On Tuesday, court documents alleging a major college-bribery scheme described some outlandish behavior on the part of wealthy parents looking to give their children an edge in the admissions process. Allegedly, the parents were open to falsifying learning disabilities, athletic accomplishments, and grades on their children’s behalf, as well as paying millions of dollars in bribes.
These strategies are, of course, extreme, and the government argues that they crossed a legal line. But they are manifestations of a common desperation, one shared by many law-abiding peers of these wealthy parents, to get their children into top-tier schools. The sometimes outrageous strategies alleged in court documents are an indication of the extreme pressure that many affluent parents feel to ensure that their kids go to a “good” school, which will lead to a “good” career, which will lead to, they hope, a good life.
In a way, these parents have correctly assessed the high stakes of attending a highly prestigious college. “When you apply for a job and you went to Bucknell, versus an applicant where everything else is the same and the kid went to Yale, my bet is on the kid from Yale every time out of 10,” says Brian Taylor, the managing director of Ivy Coach, an admissions consultancy in New York City with clients from around the world.

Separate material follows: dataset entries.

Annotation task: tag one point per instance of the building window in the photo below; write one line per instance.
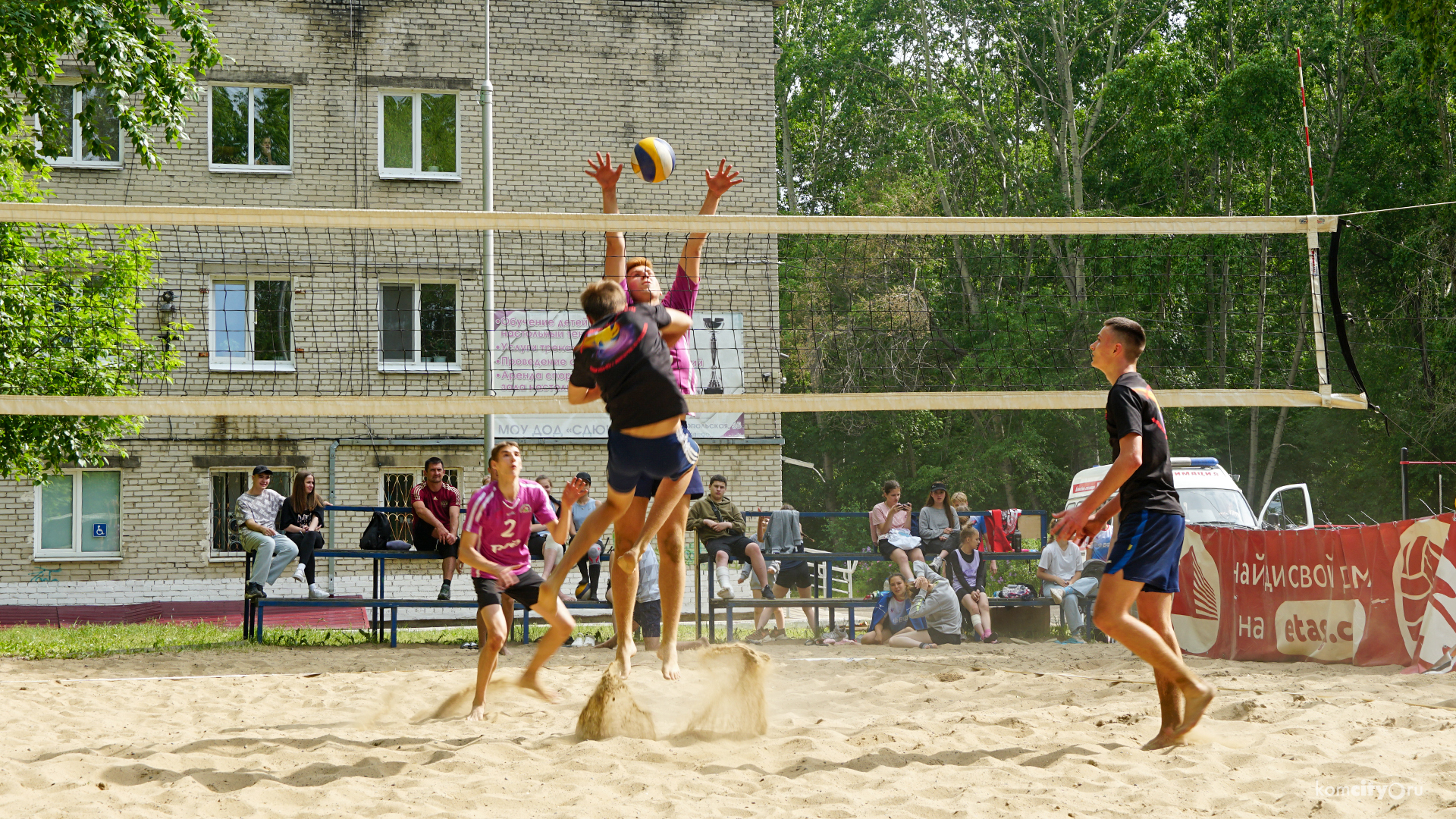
(251, 129)
(395, 491)
(419, 137)
(228, 539)
(417, 327)
(253, 325)
(79, 515)
(64, 134)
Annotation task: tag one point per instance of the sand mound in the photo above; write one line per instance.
(613, 711)
(736, 704)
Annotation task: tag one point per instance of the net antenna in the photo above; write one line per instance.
(318, 312)
(1312, 238)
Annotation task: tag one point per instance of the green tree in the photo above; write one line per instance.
(69, 299)
(128, 58)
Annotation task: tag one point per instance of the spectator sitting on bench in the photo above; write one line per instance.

In response to this dynamic, many parents want to do all they can to get their kids into a tiny set of exclusive institutions. “There’s little question that highly selective schools provide an earnings premium over the entire life course,” says Mitchell Stevens, a professor at Stanford University’s Graduate School of Education and the author of Creating a Class: College Admissions and the Education of Elites.
Stevens also brought up the phenomenon that researchers refer to as assortative mating, in which married couples tend to match up based not just on having a college degree, but also on the perceived prestige of those degrees. “If you’re worried about the people with whom your son or daughter is going to spend the rest of their lives with,” he says, “then you worry about where they’re going to go to school.”
Stevens says that the impulse to get one’s child into a top-ranked college can be just as much about parents’ wishes as their kids’. “These mothers and fathers live in a world in which the mark of good parenting is substantially tied to where one’s children are admitted to college and university,” he says. “There are bragging rights, and fear of shaming if one’s sons or daughters are not in the running for at least moderately elite colleges and universities.”
Indeed, admissions consultants I spoke to said that the parents they work with aren’t only concerned with their children’s long-term career prospects. “The parents want to brag to other parents at the grocery store when they’re standing in line,” Taylor says. “‘My kid got into Stanford.’ ‘My kid got into Harvard.’” Similarly, another admissions consultant I talked to, Maria Laskaris of the Massachusetts-based firm Top Tier Admissions, cited the possible motivation of “wanting that bumper sticker on the back of their car.”
Laskaris, a former dean of admissions and financial aid at Dartmouth College, says that many parents seem to hold the belief that if their children don’t enroll at their dream school, it will ruin their life. “And I think we all can realistically step back from that and say that the very best students make the most of whatever opportunities are afforded to them,” she said. In fact, a 2002 study suggested that those who were admitted to both a highly selective private school and a less selective public school, but chose the public school, ended up just as financially well-off in the long run as those who picked the private one. (Interestingly, students from the poorest households seemed to benefit from attending selective private colleges, while everyone else—including well-off students such as those at the center of this scandal—did fine pretty much regardless of where they went.)
“There are plenty of examples of young people who go to all kinds of different schools who lead very successful and fulfilling lives, regardless of the name on their diploma,” says Laskaris. That may be true, but it’s harder to convey on a bumper sticker.